BP North Sea reported it will begin drilling on a potential carboniferous natural gas play on Block 43/26a in the southern North Sea that, if successful, “could open up a new phase of development in the region.”
The well, being drilled with partners Perenco and Premier, will test the potential of a deep carboniferous age horizon several hundred meters beneath the mature reservoirs now produced by the Ravenspurn ST2 platform.
“This play warrants further exploration as we know the reservoir sands exist. What we don’t know is whether, if gas is found, long-term production can be proven economic from this deeply buried reservoir horizon,” said Mark Thomas, BP North Sea regional president.
During the drilling and testing phase, Perenco, as operator of existing (and producing) Ravenspurn field, will act as substitute operator on behalf of BP and the other license owners.
BP holds an 85% equity stake in the prospect. Perenco holds 10% and Premier, 5%.

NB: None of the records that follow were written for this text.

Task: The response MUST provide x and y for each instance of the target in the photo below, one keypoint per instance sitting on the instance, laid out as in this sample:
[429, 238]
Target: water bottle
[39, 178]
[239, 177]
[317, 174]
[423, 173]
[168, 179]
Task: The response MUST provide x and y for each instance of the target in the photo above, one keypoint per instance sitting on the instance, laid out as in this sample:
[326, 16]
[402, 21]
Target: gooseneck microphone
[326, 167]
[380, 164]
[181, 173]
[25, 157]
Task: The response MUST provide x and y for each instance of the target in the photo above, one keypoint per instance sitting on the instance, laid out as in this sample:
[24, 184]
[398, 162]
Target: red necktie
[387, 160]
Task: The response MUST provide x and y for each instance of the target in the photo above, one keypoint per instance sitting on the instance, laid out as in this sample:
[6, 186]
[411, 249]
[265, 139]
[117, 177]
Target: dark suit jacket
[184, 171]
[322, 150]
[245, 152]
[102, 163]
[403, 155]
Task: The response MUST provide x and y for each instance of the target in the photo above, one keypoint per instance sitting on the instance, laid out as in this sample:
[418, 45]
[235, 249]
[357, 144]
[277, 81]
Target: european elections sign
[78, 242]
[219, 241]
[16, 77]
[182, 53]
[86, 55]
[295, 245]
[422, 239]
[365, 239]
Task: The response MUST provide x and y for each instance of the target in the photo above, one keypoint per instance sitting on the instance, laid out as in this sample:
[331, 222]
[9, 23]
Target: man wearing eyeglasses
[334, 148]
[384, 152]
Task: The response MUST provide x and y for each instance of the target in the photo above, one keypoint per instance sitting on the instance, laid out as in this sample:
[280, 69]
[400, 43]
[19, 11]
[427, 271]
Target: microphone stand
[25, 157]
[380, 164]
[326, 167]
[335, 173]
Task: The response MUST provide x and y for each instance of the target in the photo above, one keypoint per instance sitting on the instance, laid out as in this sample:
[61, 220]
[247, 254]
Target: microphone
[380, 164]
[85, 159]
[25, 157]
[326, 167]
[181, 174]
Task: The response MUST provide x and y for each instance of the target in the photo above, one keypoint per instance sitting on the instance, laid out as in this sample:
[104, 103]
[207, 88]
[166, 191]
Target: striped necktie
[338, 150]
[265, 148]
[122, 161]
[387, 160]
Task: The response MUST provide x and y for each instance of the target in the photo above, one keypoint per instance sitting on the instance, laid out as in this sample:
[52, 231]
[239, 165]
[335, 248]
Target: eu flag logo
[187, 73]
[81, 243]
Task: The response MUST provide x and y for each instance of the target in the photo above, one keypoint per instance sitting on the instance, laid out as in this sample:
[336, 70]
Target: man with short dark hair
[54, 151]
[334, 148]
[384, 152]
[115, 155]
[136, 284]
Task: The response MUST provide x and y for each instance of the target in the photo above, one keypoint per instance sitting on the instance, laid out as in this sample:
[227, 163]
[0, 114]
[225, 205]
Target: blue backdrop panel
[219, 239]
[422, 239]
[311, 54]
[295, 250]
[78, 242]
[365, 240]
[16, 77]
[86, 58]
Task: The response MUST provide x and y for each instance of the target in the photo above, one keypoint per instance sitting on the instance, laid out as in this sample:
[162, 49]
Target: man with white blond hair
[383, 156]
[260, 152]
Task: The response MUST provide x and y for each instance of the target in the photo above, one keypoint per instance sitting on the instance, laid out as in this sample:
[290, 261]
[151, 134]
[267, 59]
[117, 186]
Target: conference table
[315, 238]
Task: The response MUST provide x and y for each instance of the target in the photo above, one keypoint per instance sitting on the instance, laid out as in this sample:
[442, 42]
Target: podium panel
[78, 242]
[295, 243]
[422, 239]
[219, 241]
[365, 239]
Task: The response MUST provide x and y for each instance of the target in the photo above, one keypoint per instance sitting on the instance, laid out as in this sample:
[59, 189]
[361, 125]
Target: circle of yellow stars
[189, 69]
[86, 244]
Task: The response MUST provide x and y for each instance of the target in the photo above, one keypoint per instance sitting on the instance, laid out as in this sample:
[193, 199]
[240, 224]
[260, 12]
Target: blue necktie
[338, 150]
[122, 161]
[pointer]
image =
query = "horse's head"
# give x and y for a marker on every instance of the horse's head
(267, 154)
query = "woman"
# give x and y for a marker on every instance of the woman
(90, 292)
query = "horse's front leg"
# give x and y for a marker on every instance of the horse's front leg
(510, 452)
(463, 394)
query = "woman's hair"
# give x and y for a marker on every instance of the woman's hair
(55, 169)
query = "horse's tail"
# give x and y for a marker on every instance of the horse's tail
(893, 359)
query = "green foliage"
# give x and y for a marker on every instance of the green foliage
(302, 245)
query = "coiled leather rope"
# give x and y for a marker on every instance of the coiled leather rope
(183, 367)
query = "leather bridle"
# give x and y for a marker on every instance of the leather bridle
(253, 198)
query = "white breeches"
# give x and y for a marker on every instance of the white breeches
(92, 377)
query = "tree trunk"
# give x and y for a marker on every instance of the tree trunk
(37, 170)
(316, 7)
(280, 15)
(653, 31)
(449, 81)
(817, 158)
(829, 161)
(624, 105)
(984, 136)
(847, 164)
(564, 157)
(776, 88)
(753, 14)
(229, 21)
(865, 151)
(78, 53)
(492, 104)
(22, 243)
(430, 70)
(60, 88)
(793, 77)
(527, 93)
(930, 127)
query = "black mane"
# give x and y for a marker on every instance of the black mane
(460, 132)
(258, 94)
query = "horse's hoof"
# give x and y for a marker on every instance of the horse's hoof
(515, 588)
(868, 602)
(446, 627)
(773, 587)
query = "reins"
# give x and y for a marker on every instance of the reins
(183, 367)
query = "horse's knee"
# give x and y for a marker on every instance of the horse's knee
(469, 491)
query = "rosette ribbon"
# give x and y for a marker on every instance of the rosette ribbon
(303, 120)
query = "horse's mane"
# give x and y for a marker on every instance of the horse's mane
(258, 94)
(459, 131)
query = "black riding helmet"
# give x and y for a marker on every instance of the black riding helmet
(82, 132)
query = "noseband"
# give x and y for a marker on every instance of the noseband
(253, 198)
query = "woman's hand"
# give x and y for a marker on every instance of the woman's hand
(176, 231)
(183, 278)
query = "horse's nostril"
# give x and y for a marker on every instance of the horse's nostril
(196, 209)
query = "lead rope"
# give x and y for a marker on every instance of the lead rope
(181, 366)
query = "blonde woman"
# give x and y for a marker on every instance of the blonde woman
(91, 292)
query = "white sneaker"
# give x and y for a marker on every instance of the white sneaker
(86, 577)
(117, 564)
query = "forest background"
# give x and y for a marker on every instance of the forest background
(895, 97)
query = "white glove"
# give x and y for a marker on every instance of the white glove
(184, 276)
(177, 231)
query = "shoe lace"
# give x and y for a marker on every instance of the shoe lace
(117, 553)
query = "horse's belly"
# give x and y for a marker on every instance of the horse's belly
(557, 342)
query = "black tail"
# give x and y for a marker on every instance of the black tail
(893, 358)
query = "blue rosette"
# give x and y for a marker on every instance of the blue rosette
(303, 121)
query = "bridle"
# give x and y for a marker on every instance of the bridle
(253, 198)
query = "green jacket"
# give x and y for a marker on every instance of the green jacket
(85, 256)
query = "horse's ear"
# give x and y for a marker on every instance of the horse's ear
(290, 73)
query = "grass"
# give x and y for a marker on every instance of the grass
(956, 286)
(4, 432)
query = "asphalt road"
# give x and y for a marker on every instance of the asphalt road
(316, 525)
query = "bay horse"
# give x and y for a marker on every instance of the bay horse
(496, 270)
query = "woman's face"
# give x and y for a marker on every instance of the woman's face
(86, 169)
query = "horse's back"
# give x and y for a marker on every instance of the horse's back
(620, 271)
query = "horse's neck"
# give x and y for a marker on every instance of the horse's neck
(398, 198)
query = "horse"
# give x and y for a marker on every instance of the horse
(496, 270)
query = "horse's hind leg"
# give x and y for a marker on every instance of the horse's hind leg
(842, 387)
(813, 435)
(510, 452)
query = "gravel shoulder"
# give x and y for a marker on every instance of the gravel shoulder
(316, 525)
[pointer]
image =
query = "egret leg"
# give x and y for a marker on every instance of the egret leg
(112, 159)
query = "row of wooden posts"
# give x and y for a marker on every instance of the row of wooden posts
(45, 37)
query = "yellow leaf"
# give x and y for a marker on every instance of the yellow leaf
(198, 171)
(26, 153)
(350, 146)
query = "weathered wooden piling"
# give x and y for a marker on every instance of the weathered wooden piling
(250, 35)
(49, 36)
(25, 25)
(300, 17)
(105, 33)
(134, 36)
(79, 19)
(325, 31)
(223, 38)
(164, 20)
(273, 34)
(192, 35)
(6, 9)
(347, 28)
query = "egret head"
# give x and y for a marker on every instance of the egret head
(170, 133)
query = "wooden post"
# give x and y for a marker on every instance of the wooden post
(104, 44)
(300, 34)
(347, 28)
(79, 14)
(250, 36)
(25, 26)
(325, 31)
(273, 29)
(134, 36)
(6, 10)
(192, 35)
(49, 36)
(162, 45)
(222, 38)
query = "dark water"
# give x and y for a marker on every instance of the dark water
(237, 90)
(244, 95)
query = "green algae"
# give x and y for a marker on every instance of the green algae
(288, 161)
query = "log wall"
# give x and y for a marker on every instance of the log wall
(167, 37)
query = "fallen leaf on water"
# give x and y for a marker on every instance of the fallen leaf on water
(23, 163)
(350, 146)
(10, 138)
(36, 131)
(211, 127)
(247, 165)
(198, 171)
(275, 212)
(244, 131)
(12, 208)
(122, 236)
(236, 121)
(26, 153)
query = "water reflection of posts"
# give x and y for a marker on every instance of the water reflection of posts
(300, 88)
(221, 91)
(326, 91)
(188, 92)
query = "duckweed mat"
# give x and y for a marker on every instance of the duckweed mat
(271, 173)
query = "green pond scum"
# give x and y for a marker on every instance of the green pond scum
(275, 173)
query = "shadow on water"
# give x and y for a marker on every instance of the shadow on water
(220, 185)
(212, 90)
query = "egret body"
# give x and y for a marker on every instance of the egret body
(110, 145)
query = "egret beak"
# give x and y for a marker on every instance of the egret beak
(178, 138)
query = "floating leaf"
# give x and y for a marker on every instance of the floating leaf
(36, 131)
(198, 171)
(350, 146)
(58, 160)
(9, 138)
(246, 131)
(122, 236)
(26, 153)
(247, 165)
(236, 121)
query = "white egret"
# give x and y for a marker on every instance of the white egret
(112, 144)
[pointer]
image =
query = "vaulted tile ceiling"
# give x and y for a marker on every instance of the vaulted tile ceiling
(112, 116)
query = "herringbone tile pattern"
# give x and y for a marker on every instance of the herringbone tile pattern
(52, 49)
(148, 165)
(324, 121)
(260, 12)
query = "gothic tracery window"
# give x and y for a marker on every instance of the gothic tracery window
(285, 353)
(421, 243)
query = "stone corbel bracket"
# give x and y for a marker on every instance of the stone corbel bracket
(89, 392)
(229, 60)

BP North Sea expects to increase production from its UK assets to about 200,000 b/d by 2020. In 2016, BP is expected to spend about $2 billion in capital investment and $1.6 billion running its operations, the company said. Over the next 18 months, BP plans to participate in as many as five exploration wells in addition to potentially drilling 50 developments wells in the North Sea over the next 3-4 years.